You'll notice that some of the models I've specified have parameters explicitly written out. For instance, in the random forest model, you'll see that I've written `n_estimators = 500`. This specification is not necessary but can help in building more accurate models.  

Also, although models like `ElasticNet` do not have parameters specified in their parentheses, they can accept parameter specifications. It's just that they are not necessary.
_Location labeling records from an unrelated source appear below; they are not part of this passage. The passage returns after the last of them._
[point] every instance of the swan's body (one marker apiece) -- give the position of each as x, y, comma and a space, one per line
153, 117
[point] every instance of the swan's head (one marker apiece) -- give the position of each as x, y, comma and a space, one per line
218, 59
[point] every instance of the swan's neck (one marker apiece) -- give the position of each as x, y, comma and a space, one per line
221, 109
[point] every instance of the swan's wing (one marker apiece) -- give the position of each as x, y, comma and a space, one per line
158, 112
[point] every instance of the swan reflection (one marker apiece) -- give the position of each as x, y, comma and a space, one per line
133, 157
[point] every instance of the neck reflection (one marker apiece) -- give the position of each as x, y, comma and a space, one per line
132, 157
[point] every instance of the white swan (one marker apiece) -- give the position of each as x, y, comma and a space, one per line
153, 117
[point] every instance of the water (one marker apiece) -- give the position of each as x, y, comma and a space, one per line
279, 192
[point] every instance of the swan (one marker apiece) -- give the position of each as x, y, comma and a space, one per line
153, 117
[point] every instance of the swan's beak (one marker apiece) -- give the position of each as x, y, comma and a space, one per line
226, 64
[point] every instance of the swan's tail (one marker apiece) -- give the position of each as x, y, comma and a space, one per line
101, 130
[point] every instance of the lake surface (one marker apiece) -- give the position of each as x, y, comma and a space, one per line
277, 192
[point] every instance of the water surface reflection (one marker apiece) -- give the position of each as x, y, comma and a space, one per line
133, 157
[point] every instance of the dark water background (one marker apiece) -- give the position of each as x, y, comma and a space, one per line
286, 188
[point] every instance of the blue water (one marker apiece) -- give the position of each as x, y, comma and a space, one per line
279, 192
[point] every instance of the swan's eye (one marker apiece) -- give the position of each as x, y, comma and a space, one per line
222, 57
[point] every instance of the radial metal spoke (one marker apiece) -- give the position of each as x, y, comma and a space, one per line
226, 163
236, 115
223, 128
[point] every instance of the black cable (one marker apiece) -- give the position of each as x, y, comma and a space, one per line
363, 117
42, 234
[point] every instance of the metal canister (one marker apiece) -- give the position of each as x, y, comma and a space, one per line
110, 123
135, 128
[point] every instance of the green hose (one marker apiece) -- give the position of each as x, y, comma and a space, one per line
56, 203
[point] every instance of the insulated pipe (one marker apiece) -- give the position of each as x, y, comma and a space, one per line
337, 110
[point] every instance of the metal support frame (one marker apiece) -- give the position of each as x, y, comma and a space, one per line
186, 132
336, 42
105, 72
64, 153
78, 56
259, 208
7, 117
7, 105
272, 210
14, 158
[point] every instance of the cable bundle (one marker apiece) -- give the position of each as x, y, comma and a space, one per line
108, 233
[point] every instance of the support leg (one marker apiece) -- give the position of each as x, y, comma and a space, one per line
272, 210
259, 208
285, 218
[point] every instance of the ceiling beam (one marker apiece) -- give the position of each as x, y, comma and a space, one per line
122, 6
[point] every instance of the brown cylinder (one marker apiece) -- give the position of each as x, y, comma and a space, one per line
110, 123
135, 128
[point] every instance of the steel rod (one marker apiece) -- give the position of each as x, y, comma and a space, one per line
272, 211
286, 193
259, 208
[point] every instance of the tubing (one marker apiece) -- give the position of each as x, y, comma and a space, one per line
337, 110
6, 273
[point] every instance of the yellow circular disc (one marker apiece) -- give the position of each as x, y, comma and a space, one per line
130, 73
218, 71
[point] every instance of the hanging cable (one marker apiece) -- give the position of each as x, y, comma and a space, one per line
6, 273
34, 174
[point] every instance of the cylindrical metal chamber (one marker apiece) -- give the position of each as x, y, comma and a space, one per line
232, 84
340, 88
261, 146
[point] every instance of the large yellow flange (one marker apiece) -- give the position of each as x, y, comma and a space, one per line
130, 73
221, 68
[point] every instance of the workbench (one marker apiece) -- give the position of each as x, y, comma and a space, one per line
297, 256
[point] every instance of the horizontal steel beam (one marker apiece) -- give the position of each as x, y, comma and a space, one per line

To find the parameters that each model can accept parameters, you can look into their respective docstrings.

In [199]:
import warnings
warnings.filterwarnings('ignore')

# run our function
# using ML selected features
test_models(X_train3,X_test3,y_train,y_test)

Neural Network $RMSE = \$48020.22$




Linear Regression $RMSE = \$39154.13$




Elastic Net $RMSE = \$39640.28$




Ridge Regression $RMSE = \$39152.29$




Lasso Regression $RMSE = \$39154.11$




Support Vector Machine $RMSE = \$88595.36$




Random Forest $RMSE = \$32342.56$




Ada Boost $RMSE = \$40931.74$




Gradient Boosting $RMSE = \$35074.78$




In [200]:
# using all numeric features
test_models(X_train2,X_test2,y_train,y_test)

Neural Network $RMSE = \$42017.48$




Linear Regression $RMSE = \$36846.58$




Elastic Net $RMSE = \$37284.35$




Ridge Regression $RMSE = \$36845.81$




Lasso Regression $RMSE = \$36846.3$




Support Vector Machine $RMSE = \$88652.4$




Random Forest $RMSE = \$31159.27$




Ada Boost $RMSE = \$38200.6$




Gradient Boosting $RMSE = \$28526.51$




In [201]:
# using features recommended by our consulting database/intuition
test_models(X_train1,X_test1,y_train,y_test)

Neural Network $RMSE = \$54207.74$




Linear Regression $RMSE = \$42186.04$




Elastic Net $RMSE = \$43306.24$




Ridge Regression $RMSE = \$42186.43$




Lasso Regression $RMSE = \$42186.05$




Support Vector Machine $RMSE = \$88651.94$




Random Forest $RMSE = \$36223.23$




Ada Boost $RMSE = \$37344.57$




Gradient Boosting $RMSE = \$34868.89$




What you'll notice is that our random forest model works the best in all cases! You'll also see that using all of the numeric features produces the best performance. However, even if that is the case, you may prefer to only use the subset of ML selected features because of the principle of parsimony -- i.e. simpler models are better.